TOKYO – A flotilla of Chinese warships transited an important ocean strait off Japan’s northernmost island for the first time this week, passing within clear sight of observers onshore.
The PLA Navy vessels had just completed a major training exercise with Russian warships nearby and were using the Soya Strait to head into the far Pacific. It was just the latest Chinese excursion through narrow and potentially-strategic transit points in and around Japan’s home islands, and another example of China’s growing assertiveness in the region.
But here’s the thing: they couldn’t have done it had Japan not decided, some 40 years ago, to claim territorial waters that extend only three miles out to sea, far less than allowed under international law. And if you guessed that this has something to do with allowing America’s nuclear-armed warships to use those same narrow straits – well, you’re right.
Call it an unintended consequence of the Cold War.
The five PLAN warships – two destroyers, two frigates and a supply ship — were spotted Sunday in the Soya Strait, a narrow gap between the northern tip of Hokkaido and the southern tip of Russia’s Sakhalin Island. It was the first time that ships from China’s growing navy have ventured into that waterway. The Soya Strait is one of just two passages from the Sea of Japan to the Pacific Ocean, and was considered a key chokepoint by Cold War naval planners.
The Japan Maritime Self Defense Force still patrols the area regularly by air and sea, and operates surveillance facilities ashore.

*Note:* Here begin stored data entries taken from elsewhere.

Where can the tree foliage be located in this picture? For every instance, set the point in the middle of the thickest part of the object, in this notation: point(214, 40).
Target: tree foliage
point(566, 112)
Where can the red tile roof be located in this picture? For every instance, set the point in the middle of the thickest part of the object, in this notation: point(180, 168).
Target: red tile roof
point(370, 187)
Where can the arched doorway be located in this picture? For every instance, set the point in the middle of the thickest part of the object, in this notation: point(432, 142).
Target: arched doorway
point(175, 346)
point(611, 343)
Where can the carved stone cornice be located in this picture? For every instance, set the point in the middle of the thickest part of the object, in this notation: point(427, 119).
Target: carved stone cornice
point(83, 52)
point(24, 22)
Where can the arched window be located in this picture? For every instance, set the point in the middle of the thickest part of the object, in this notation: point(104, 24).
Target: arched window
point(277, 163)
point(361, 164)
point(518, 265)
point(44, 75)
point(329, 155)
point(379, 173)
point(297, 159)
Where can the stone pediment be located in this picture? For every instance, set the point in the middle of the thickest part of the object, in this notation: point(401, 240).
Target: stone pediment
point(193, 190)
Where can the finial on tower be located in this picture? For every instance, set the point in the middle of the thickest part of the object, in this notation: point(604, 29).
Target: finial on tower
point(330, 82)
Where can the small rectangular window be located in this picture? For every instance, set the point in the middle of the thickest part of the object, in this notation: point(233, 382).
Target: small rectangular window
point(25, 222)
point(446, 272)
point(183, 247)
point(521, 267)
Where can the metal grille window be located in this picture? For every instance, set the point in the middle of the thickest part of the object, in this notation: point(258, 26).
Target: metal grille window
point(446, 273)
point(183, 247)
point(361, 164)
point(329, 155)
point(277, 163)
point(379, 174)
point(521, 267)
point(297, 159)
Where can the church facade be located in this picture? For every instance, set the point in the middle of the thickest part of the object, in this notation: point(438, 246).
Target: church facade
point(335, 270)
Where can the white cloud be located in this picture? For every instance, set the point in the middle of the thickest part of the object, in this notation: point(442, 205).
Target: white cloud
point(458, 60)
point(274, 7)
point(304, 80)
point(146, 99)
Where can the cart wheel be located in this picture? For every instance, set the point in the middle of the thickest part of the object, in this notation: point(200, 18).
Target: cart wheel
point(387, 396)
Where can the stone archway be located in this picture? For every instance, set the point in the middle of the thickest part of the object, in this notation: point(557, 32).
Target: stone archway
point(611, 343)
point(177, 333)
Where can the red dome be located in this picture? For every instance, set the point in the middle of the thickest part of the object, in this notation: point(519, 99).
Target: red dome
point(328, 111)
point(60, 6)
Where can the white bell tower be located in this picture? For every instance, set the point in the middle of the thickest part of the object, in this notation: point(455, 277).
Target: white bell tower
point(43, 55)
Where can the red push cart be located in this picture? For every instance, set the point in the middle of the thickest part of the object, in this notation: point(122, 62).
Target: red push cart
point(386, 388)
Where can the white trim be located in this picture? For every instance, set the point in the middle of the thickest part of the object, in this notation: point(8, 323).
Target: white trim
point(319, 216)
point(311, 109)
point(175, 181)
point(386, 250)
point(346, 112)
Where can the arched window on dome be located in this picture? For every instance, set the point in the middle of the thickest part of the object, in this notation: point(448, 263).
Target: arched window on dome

By sticking to the southern, non-Russian half of the strait, the PLAN ships remained within international waters. Although they reportedly made a quick passage into the Pacific, they were under no obligation to do so. Under international law, they could have conducted surveillance or research activities, carried out training or live-fire exercises, or just taken a fishing break. All within peering distance of Japanese farmland.
It wasn’t supposed to be this way.
As Tetsuo Kotani, a maritime security specialist at the Japan Institute of International Affairs, in Tokyo, explains it, the Japanese government was searching for a way to allow the U.S. Navy to transport nuclear weapons through Japanese waters without violating Japan’s post-war “Three Non-Nuclear Principles.” Those principles, still in effect, forbid Japan from making or possessing nuclear weapons, or allowing them to be brought into Japanese territory.
By claiming just a three-mile limit instead of the maximum 12 miles, the Japanese were able to maintain a strip of international water through the Soya Strait, also known as the La Perouse Strait, and three other key transit points: the Tsuruga, Tsukishima and Osumi straits.
By sticking to those narrow channels, American aircraft carriers and submarines could steam back and forth at will, laden with nuclear warheads and maintaining America’s nuclear deterrence, without violating Japanese policy. A technicality, sure, but it worked. (The Navy, by the way, never confirms or denies that its ships carry nuclear weapons.)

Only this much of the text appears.